I believe the definition of "booked" requires incarceration; "reprimanded" is more appropriate since there isn't punishment. It's colloquially referred to as "going for tea/coffee" at the police station in Singapore and China (and iirc it was more common elsewhere in Asia in decades past). The police tell you they're not happy and you need to stop, you confess and agree to stop and all is well, worse things happen if you don't.
The public outrage is not because he was mistreated, it's because the (technically false) rumor he started turned out to be close to the truth in severity. I think it's more accurate to say his reputation was uplifted by the central govt after the situation got bad:
https://twitter.com/caixin/status/1223264674495361024 (article behind paywall, but I had seen it somewhere else)

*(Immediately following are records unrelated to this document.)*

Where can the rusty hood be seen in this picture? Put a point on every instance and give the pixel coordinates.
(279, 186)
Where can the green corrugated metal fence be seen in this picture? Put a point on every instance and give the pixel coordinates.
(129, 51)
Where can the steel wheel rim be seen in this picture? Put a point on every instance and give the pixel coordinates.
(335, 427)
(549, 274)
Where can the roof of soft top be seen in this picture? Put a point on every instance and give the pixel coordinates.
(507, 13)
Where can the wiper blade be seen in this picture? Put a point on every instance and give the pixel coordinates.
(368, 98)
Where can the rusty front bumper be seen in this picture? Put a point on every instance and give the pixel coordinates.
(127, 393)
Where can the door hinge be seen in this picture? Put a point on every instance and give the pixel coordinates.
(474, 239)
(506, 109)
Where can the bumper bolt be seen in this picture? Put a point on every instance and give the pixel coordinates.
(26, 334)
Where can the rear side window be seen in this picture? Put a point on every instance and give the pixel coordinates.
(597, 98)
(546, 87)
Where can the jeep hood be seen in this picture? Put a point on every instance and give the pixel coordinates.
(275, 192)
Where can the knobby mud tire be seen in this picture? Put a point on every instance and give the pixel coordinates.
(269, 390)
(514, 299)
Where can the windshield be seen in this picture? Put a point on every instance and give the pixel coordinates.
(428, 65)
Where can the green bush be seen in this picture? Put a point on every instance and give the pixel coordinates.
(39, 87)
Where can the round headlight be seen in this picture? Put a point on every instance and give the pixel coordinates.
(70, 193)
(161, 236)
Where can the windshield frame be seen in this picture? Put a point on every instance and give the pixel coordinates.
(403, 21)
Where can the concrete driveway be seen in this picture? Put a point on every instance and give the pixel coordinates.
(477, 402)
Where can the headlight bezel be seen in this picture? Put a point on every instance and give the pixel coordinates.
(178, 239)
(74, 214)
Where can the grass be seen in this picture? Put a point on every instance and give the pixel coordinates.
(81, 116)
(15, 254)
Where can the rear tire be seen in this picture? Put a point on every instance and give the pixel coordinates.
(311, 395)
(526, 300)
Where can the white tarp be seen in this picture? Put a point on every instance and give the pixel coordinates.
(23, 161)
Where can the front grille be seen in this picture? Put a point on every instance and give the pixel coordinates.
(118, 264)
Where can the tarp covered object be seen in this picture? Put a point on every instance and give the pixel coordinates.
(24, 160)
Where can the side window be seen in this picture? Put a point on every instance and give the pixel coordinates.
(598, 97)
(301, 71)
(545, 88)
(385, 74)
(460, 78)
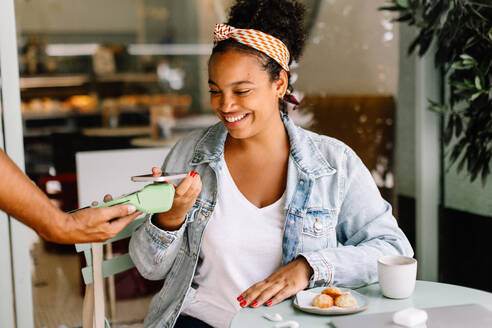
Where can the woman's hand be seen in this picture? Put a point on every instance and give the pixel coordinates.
(282, 284)
(185, 195)
(94, 224)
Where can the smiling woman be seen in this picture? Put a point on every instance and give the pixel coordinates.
(274, 209)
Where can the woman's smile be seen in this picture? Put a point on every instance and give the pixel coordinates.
(235, 120)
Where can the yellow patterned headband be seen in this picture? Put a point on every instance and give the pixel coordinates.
(269, 45)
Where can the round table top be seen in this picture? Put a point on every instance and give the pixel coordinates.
(427, 294)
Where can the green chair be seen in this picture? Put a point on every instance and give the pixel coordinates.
(93, 310)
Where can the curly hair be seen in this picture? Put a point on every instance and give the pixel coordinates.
(283, 19)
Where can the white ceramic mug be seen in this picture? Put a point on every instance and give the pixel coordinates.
(397, 275)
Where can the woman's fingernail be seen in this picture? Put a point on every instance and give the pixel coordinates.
(130, 209)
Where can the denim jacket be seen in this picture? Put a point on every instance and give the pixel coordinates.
(335, 217)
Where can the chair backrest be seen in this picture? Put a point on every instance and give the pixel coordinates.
(100, 173)
(93, 312)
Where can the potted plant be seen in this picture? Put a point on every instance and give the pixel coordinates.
(462, 32)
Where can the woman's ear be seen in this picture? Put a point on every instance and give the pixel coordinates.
(282, 83)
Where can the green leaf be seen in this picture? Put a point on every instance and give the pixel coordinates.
(478, 85)
(475, 96)
(402, 3)
(461, 65)
(392, 8)
(465, 56)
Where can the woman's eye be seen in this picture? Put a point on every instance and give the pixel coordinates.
(242, 92)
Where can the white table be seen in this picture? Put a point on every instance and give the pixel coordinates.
(427, 294)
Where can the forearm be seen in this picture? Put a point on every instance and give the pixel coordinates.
(153, 250)
(353, 266)
(164, 222)
(20, 198)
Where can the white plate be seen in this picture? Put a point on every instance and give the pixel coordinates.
(304, 298)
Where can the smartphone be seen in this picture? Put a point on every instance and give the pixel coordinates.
(164, 177)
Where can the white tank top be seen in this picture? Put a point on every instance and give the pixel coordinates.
(242, 245)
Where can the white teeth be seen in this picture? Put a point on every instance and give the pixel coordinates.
(234, 119)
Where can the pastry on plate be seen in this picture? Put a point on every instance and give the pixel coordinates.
(345, 301)
(333, 291)
(323, 301)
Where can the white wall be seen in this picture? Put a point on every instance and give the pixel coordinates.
(348, 53)
(65, 16)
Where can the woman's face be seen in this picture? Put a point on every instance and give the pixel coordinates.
(242, 94)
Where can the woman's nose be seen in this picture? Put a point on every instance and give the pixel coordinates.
(226, 103)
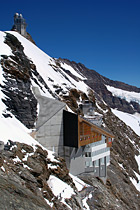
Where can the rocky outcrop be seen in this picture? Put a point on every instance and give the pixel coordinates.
(18, 72)
(24, 172)
(97, 82)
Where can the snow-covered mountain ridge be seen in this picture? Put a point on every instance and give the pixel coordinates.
(24, 66)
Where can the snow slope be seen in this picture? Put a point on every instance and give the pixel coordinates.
(12, 129)
(123, 94)
(132, 120)
(47, 68)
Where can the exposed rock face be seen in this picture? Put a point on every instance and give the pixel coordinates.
(97, 82)
(18, 73)
(24, 172)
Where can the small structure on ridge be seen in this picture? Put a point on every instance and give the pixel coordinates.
(19, 24)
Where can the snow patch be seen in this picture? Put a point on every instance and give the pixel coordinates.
(59, 188)
(123, 94)
(132, 120)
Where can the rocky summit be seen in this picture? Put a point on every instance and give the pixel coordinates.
(29, 173)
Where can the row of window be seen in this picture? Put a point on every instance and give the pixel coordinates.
(96, 163)
(91, 154)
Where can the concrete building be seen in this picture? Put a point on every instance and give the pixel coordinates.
(84, 145)
(19, 24)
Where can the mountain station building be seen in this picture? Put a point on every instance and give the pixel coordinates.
(80, 141)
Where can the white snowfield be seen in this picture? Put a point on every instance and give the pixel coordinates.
(13, 129)
(123, 94)
(45, 67)
(134, 122)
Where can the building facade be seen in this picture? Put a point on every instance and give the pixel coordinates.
(84, 145)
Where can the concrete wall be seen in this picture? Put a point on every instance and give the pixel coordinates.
(77, 163)
(49, 125)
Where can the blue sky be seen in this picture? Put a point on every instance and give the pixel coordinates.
(104, 35)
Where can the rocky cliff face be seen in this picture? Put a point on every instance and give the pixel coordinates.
(25, 170)
(98, 83)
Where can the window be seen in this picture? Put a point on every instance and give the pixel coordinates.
(96, 162)
(87, 154)
(87, 163)
(102, 161)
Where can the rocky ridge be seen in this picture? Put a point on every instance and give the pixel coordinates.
(19, 71)
(24, 175)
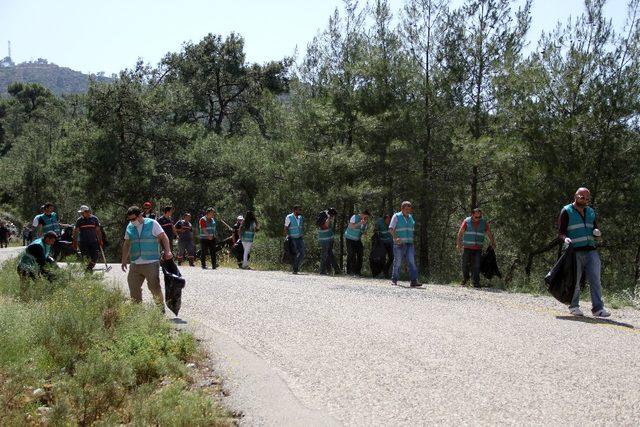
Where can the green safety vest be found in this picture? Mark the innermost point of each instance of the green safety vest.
(580, 230)
(474, 237)
(404, 227)
(248, 234)
(145, 244)
(295, 225)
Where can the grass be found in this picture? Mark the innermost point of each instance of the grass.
(76, 352)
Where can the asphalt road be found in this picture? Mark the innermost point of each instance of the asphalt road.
(315, 350)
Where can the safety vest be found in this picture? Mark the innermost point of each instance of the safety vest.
(28, 261)
(248, 234)
(211, 227)
(50, 223)
(295, 226)
(383, 231)
(474, 237)
(580, 230)
(404, 228)
(354, 233)
(145, 244)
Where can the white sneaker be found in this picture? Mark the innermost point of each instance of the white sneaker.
(575, 311)
(602, 313)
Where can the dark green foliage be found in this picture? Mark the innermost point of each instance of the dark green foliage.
(444, 110)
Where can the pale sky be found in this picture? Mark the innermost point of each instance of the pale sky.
(110, 35)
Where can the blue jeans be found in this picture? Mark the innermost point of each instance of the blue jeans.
(588, 262)
(298, 247)
(404, 251)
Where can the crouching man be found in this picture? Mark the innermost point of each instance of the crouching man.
(140, 248)
(36, 257)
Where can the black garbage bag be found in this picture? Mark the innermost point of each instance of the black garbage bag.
(378, 256)
(289, 252)
(173, 284)
(489, 265)
(561, 280)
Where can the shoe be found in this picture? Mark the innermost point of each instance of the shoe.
(602, 313)
(575, 311)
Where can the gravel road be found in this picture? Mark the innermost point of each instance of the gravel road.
(318, 350)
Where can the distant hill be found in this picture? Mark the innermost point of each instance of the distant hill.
(60, 80)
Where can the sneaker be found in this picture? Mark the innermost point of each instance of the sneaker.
(602, 313)
(575, 311)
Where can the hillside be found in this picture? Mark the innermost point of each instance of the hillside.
(60, 80)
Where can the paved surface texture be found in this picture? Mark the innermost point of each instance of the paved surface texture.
(315, 350)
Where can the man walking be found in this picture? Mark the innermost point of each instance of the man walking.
(185, 239)
(470, 241)
(353, 234)
(208, 233)
(382, 228)
(577, 226)
(325, 238)
(401, 227)
(88, 226)
(166, 222)
(140, 248)
(293, 227)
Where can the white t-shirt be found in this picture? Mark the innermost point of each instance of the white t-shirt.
(156, 231)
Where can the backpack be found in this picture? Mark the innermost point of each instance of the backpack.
(321, 219)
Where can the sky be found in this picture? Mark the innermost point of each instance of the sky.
(110, 35)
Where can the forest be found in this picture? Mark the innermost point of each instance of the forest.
(449, 108)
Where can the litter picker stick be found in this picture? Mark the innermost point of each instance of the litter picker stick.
(107, 267)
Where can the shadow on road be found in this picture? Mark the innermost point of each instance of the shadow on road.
(596, 321)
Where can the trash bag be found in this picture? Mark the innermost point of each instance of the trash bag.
(173, 284)
(288, 251)
(489, 265)
(561, 279)
(377, 257)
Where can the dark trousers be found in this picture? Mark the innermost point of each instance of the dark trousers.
(207, 245)
(354, 256)
(388, 247)
(90, 251)
(327, 259)
(471, 262)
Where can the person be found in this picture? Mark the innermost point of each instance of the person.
(185, 239)
(48, 221)
(4, 235)
(469, 242)
(87, 235)
(36, 257)
(148, 210)
(577, 226)
(166, 222)
(208, 233)
(353, 234)
(140, 249)
(26, 234)
(401, 228)
(293, 227)
(325, 238)
(382, 229)
(247, 231)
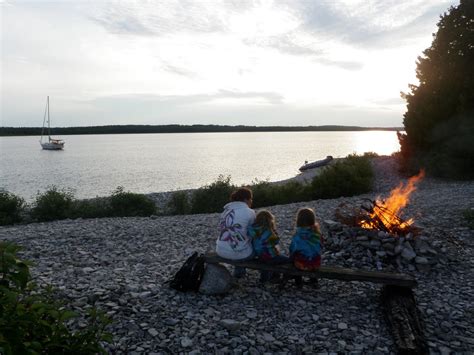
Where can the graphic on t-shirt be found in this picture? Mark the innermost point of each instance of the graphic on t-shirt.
(230, 232)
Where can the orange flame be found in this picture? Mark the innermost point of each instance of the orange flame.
(387, 212)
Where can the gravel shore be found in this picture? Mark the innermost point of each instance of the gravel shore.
(121, 264)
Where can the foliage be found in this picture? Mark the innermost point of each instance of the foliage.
(439, 121)
(179, 203)
(469, 217)
(267, 194)
(93, 208)
(211, 198)
(129, 204)
(352, 176)
(52, 204)
(11, 207)
(33, 322)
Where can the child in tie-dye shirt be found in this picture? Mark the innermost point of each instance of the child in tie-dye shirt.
(265, 242)
(305, 247)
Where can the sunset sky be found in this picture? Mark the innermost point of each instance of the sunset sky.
(294, 62)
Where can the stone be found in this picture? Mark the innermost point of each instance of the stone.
(268, 337)
(153, 332)
(216, 280)
(251, 314)
(408, 254)
(186, 342)
(342, 326)
(230, 324)
(421, 260)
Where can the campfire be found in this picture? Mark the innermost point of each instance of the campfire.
(384, 214)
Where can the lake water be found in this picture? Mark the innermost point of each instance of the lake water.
(94, 165)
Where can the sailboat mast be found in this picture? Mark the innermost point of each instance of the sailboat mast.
(49, 126)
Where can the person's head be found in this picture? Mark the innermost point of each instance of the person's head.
(242, 194)
(305, 218)
(265, 220)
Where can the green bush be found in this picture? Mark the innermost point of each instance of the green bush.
(267, 194)
(469, 217)
(179, 203)
(52, 205)
(351, 176)
(32, 321)
(11, 207)
(94, 208)
(211, 198)
(128, 204)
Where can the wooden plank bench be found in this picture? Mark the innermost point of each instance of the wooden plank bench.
(326, 272)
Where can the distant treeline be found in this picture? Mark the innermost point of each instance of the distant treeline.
(124, 129)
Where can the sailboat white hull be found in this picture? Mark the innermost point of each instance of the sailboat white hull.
(52, 143)
(52, 146)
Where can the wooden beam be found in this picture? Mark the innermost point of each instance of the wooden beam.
(326, 272)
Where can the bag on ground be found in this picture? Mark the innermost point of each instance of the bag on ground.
(189, 276)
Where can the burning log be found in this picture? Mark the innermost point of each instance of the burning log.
(383, 215)
(380, 217)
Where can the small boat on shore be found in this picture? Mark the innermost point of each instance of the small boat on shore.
(51, 143)
(316, 164)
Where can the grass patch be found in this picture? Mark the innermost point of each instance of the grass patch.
(179, 203)
(267, 194)
(52, 205)
(349, 177)
(33, 321)
(11, 208)
(129, 204)
(212, 197)
(469, 217)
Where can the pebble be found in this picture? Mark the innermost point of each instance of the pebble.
(122, 264)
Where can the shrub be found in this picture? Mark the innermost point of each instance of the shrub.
(211, 198)
(94, 208)
(267, 194)
(438, 121)
(179, 203)
(11, 207)
(53, 204)
(33, 322)
(469, 217)
(348, 177)
(128, 204)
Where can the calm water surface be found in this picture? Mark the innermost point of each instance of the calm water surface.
(94, 165)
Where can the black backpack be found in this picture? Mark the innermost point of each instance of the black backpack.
(189, 276)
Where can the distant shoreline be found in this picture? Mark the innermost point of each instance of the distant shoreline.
(143, 129)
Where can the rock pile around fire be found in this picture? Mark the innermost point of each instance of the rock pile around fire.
(376, 250)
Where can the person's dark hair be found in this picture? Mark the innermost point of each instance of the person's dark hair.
(266, 220)
(242, 194)
(305, 217)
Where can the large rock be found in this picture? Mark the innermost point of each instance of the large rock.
(216, 280)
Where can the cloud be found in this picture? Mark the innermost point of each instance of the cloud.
(179, 70)
(177, 100)
(157, 18)
(376, 23)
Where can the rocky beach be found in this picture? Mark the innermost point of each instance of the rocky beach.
(121, 265)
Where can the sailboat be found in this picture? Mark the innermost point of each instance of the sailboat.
(51, 144)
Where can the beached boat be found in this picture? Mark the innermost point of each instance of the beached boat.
(316, 164)
(51, 143)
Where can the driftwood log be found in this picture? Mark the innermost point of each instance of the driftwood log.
(325, 272)
(403, 317)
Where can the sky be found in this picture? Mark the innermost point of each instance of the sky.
(292, 63)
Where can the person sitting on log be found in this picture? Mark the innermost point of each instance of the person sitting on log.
(305, 247)
(265, 242)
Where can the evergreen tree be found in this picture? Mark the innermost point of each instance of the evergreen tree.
(439, 121)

The politics is interesting since you have the central govt which has been seen as tightening censorship over the years using this example to attack the local govt. They pretty much have to reduce censorship in some way after this. Playing devil's advocate though, if those doctors weren't silenced, the disease would still have spread just as fast, and it's very tough to make the disruptive call for people to stay home before more is known about a disease.
China aside, epidemics are exactly when you need to rely on good ole big gov't to tell you what to do, because it's impossible to get enough people to listen to a non-official warning. The CDC here is basically saying don't worry too much, and as a result people are still out and about, even though it's in the news everyday. I actually felt pretty nervous riding the packed subway today...but I still did it.
What procedures people come up with to streamline bureaucracy to tackle epidemics faster in the future is going to be the important lesson.